Hannibal managed to cajole Will into his house in the end with much trouble. He was clearly not used to walking, let alone on his thin, delicate deer legs which were so – for want of a better word – dainty that Will kept overbalancing and leaning on Hannibal for support. In the end, he had given up and simply flapped the bottommost of his wings so he hovered a few inches off the ground, his trim hooves lightly dusting the little grass that remained. They had settled in Hannibal’s living room, sitting opposite each other in a way Hannibal couldn’t help but find ironically similar to his therapy sessions. Therapist to a Fallen Angel would be an excellent tagline, if he was at all interested in one. He had made tea – a delicate lavender tea he’d added plenty of honey and sugar to, just in case the angel developed any human symptoms of shock. Will didn’t seem entirely sure what to do with the mug, however, and had simply curled his clawed hand around the porcelain with a low hum.
They now sat in silence. Will, awkwardly curled into an armchair not meant for his dimensions, antlers almost catching on its high back, staring into the middle distance. Hannibal, studying every inch of him that he could see. He noted with indifferent interest that although the angel was entirely naked, he did not appear to have any genitalia, but was instead entirely smooth like a doll. Hannibal still did not believe in a divinity. Or, at least he did not want to. The very idea of a grand plan, creator deity, and host of angelic and demonic beings seemed patently ridiculous and entirely uncomfortable to him.
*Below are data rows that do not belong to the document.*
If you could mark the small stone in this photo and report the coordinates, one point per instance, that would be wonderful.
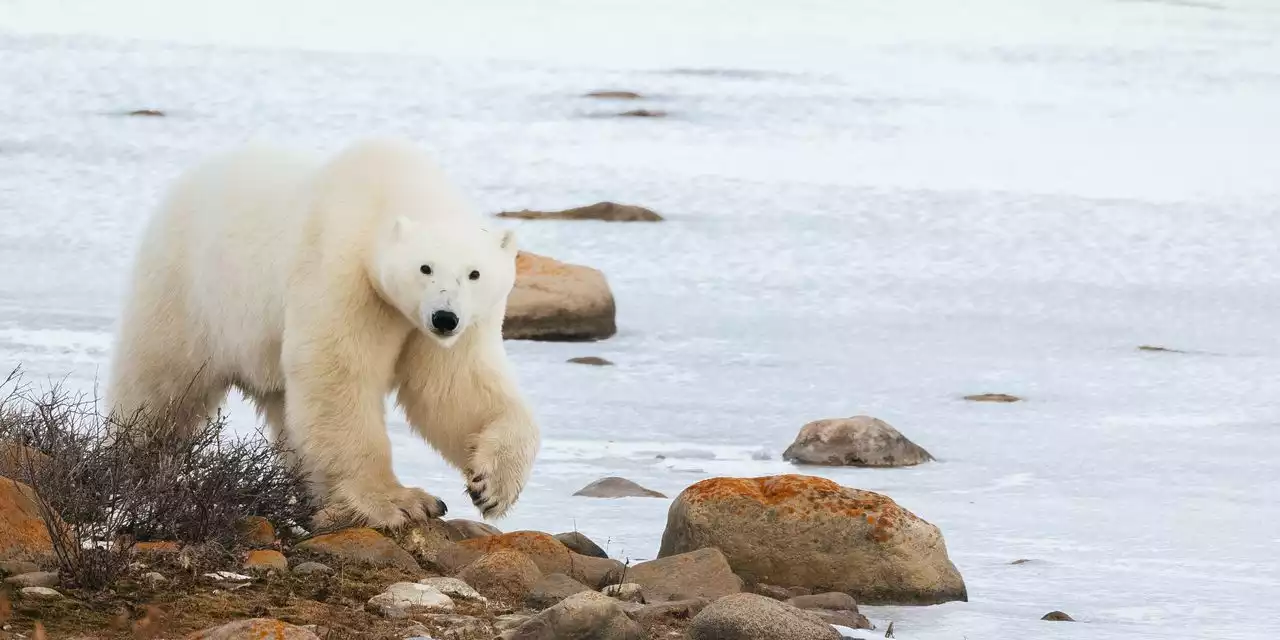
(590, 361)
(616, 487)
(453, 588)
(256, 531)
(471, 529)
(306, 568)
(552, 590)
(504, 574)
(33, 579)
(40, 593)
(510, 621)
(752, 617)
(581, 616)
(266, 560)
(254, 629)
(858, 442)
(629, 592)
(579, 543)
(361, 545)
(992, 397)
(398, 599)
(698, 574)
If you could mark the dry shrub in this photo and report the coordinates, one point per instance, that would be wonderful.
(108, 483)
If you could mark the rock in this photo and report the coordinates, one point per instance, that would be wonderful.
(557, 301)
(629, 592)
(510, 621)
(18, 461)
(306, 568)
(549, 554)
(453, 588)
(361, 545)
(33, 579)
(992, 397)
(266, 560)
(17, 567)
(457, 627)
(590, 360)
(698, 574)
(608, 211)
(552, 589)
(833, 600)
(644, 113)
(470, 529)
(425, 539)
(777, 593)
(40, 593)
(810, 531)
(615, 487)
(585, 616)
(504, 575)
(256, 531)
(615, 95)
(859, 442)
(671, 609)
(579, 543)
(398, 599)
(750, 617)
(254, 629)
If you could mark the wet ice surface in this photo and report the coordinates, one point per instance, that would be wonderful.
(1000, 201)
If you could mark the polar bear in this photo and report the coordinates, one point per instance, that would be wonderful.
(318, 287)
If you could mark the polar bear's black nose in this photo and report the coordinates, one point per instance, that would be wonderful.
(444, 321)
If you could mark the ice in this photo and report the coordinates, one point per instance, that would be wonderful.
(873, 208)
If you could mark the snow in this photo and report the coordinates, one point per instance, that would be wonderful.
(872, 209)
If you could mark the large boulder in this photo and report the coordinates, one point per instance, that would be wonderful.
(23, 535)
(858, 442)
(585, 616)
(698, 574)
(752, 617)
(608, 211)
(557, 301)
(254, 629)
(795, 530)
(549, 554)
(360, 545)
(503, 575)
(615, 487)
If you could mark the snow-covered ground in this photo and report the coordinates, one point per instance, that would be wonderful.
(874, 208)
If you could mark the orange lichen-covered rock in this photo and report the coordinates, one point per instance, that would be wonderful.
(254, 629)
(557, 301)
(549, 554)
(22, 531)
(361, 545)
(796, 530)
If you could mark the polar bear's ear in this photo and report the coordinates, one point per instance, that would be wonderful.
(508, 241)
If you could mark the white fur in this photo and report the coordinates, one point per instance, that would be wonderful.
(298, 280)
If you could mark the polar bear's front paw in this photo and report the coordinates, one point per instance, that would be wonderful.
(392, 507)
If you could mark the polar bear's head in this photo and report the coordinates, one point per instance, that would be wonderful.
(444, 279)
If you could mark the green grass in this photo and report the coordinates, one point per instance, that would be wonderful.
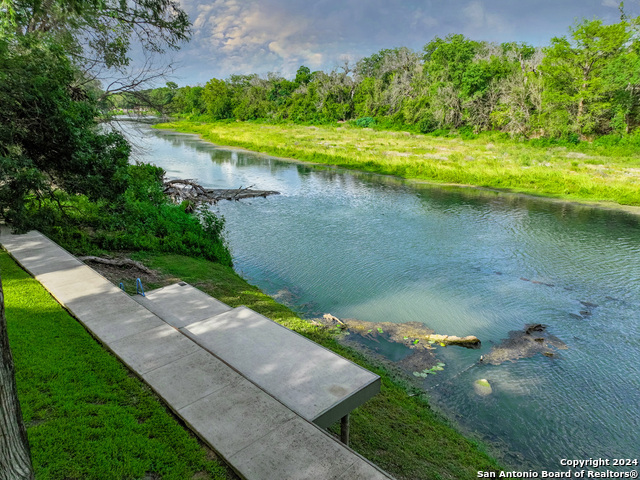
(398, 432)
(602, 174)
(87, 416)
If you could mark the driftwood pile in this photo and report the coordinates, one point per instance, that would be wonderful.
(188, 190)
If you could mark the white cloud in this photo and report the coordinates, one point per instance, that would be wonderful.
(479, 20)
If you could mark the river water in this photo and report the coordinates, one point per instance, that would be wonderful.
(463, 263)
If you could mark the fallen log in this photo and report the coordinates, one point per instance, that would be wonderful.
(189, 190)
(411, 334)
(123, 262)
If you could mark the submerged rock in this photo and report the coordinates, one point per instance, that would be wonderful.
(525, 343)
(411, 334)
(420, 342)
(482, 387)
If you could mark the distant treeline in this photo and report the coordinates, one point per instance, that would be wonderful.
(581, 85)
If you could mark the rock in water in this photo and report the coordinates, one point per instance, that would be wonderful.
(482, 387)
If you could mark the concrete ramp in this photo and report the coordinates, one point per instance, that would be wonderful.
(257, 435)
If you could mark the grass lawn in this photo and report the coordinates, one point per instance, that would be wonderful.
(585, 173)
(399, 433)
(87, 416)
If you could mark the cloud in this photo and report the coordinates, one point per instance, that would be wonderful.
(258, 36)
(479, 20)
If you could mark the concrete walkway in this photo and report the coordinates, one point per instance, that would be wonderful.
(257, 435)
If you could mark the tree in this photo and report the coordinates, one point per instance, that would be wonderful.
(50, 143)
(575, 89)
(97, 35)
(15, 457)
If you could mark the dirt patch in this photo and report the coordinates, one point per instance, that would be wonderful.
(127, 274)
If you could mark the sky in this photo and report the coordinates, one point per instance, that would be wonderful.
(261, 36)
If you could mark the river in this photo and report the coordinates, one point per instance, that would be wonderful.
(462, 262)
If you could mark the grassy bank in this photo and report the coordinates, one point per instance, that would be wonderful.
(594, 173)
(87, 416)
(399, 433)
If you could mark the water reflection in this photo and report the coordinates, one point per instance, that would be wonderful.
(465, 262)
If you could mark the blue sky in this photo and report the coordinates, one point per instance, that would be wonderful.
(251, 36)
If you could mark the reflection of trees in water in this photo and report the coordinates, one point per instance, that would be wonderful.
(440, 198)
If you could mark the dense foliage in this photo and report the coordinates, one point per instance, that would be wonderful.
(60, 171)
(581, 85)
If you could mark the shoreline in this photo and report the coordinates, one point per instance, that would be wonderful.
(509, 192)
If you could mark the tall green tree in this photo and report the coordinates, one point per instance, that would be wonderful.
(576, 92)
(50, 143)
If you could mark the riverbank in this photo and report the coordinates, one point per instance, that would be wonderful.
(591, 175)
(398, 432)
(87, 415)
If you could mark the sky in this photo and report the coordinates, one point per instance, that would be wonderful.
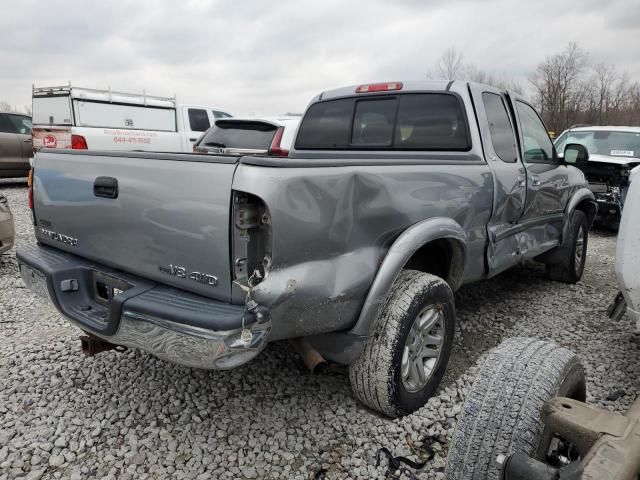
(271, 57)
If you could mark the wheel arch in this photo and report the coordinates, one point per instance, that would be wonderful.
(583, 200)
(437, 245)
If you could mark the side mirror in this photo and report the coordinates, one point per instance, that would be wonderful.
(576, 155)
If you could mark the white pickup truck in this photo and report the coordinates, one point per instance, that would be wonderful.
(84, 118)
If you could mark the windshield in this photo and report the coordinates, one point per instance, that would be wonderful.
(604, 142)
(235, 134)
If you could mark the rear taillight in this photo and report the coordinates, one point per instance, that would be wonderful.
(379, 87)
(30, 191)
(275, 149)
(78, 142)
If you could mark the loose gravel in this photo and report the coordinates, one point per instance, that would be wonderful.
(131, 415)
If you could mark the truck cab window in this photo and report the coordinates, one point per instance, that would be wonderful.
(5, 124)
(373, 122)
(500, 128)
(537, 145)
(21, 123)
(198, 120)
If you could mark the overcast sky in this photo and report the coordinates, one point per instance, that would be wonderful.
(271, 57)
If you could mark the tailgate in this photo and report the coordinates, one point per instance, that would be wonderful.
(168, 222)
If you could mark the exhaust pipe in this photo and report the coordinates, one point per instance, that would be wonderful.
(91, 345)
(312, 358)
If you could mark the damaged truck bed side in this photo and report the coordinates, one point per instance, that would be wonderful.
(393, 196)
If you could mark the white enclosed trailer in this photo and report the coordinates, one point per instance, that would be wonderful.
(85, 118)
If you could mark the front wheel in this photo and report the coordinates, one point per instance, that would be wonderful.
(571, 267)
(407, 353)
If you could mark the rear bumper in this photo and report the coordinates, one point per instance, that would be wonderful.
(122, 309)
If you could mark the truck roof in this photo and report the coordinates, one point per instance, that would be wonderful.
(604, 128)
(105, 96)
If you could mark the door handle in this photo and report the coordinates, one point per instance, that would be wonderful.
(106, 187)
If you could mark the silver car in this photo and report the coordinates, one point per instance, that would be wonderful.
(16, 147)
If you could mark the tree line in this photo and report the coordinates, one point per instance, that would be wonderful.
(569, 88)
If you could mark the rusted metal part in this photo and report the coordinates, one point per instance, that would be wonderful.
(579, 423)
(91, 345)
(609, 443)
(312, 359)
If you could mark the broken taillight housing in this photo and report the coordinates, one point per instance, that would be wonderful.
(30, 195)
(251, 239)
(30, 191)
(78, 142)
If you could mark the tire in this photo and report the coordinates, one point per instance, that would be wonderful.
(501, 414)
(377, 376)
(571, 267)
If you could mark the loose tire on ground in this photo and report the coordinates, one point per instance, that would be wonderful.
(501, 414)
(571, 267)
(376, 376)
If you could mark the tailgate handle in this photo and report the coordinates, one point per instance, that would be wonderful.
(106, 187)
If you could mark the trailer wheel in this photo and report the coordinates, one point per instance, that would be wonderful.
(501, 414)
(407, 353)
(571, 267)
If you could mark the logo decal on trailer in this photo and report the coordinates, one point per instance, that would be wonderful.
(49, 141)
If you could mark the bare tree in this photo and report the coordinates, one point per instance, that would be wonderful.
(560, 91)
(7, 107)
(451, 64)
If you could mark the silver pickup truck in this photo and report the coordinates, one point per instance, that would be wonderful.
(392, 197)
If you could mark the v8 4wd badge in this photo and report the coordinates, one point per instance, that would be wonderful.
(182, 272)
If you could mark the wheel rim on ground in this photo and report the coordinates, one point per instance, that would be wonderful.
(422, 347)
(579, 248)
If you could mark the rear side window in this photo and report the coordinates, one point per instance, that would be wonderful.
(502, 135)
(537, 144)
(373, 122)
(422, 121)
(198, 120)
(21, 123)
(327, 125)
(219, 114)
(231, 134)
(5, 124)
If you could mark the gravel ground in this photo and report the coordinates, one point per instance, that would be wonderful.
(132, 416)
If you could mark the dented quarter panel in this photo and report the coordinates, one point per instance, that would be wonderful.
(332, 227)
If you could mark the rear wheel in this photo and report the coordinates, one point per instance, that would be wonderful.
(407, 353)
(501, 414)
(571, 267)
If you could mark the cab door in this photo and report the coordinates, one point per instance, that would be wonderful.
(547, 182)
(497, 129)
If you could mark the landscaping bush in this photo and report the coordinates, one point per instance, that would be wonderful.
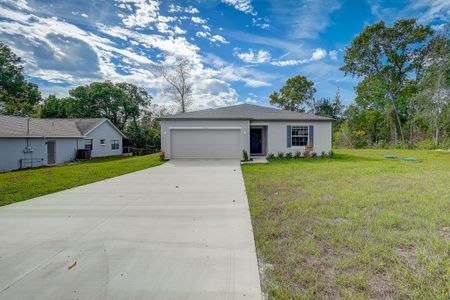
(425, 145)
(245, 155)
(270, 156)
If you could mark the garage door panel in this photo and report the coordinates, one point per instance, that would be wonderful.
(206, 143)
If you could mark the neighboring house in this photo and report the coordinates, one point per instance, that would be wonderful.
(225, 132)
(27, 142)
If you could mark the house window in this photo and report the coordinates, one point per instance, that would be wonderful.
(88, 144)
(299, 135)
(115, 145)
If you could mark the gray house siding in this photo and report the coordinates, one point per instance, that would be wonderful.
(108, 133)
(277, 136)
(12, 151)
(167, 126)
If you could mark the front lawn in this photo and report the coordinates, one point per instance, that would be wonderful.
(25, 184)
(357, 226)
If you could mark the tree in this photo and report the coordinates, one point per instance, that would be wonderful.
(179, 84)
(17, 96)
(324, 107)
(295, 94)
(433, 98)
(119, 102)
(390, 56)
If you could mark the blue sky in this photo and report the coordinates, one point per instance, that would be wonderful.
(241, 50)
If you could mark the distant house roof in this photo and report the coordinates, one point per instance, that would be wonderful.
(11, 126)
(246, 112)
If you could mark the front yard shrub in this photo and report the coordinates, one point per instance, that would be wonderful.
(245, 155)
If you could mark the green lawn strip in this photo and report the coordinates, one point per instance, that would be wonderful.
(21, 185)
(356, 226)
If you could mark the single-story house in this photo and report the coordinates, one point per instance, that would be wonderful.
(225, 132)
(28, 142)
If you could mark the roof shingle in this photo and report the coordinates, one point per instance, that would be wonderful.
(11, 126)
(246, 112)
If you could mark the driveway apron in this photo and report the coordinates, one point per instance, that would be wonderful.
(178, 231)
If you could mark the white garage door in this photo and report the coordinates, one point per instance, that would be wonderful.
(205, 143)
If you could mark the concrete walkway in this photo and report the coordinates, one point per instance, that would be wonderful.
(178, 231)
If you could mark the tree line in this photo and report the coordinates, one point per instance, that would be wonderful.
(402, 98)
(127, 106)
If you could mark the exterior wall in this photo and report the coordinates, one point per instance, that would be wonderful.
(167, 125)
(12, 151)
(107, 132)
(277, 136)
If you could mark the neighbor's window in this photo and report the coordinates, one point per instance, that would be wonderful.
(88, 144)
(299, 135)
(115, 145)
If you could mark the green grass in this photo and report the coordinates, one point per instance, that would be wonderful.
(354, 227)
(25, 184)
The world was full of the polite and the impolite, men and monsters, predators and prey. Him and everyone else. To introduce a third category, let alone a fourth or fifth, felt indescribably wrong. But there was no way Hannibal could deny what was quite literally sitting in front of him, holding a rapidly cooling mug of tea. Whatever Will was, he did not fit into Hannibal’s clear designation of beings within the world. Did that mean there was a god? Did that mean there was a God, with all of the Judeo-Christian trappings that came with it? Did he really care either way? It wasn’t like the knowledge of an existence of God, Heaven, or Hell was truly going to stop him. Nothing stopped Hannibal Lecter except himself.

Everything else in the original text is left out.